A Bash script that will help you use 1password data to manage your Cloud provider CLI credentials.
First up, HT and thanks to Grant Orchard & Anthony Burke. Grant because he wrote this thing here which I was able to use to give me a head-start making this thing. Anthony because he introduced me to Grant's widget.
I've had a task in my personal project queue for a long time to write something like this.

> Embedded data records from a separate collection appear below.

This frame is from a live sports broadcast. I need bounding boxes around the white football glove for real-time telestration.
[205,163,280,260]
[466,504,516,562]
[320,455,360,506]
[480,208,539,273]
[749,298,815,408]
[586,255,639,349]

I was sick of having to manually key in my Cloud CLI credentials and chop and change them as I moved between various Cloud Platforms and tenancies.
This script will accept a search string (enclosed in double-quotes) and list matching entries in your selected 1password vault.
😀 abest@BARMIX2:~ $ source ./.import_envvars.sh "Env Vars"
Enter the password for [email protected] at XXXXXXXX.1password.com:
Please select an entry:
1) Env Vars - AWS - Example
2) Env Vars - AWS - NAME0 - ENV
3) Env Vars - Azure - Company.com - Dev - SP
#?
You can then select the entry you want to insert the credentials for into your current CLI session.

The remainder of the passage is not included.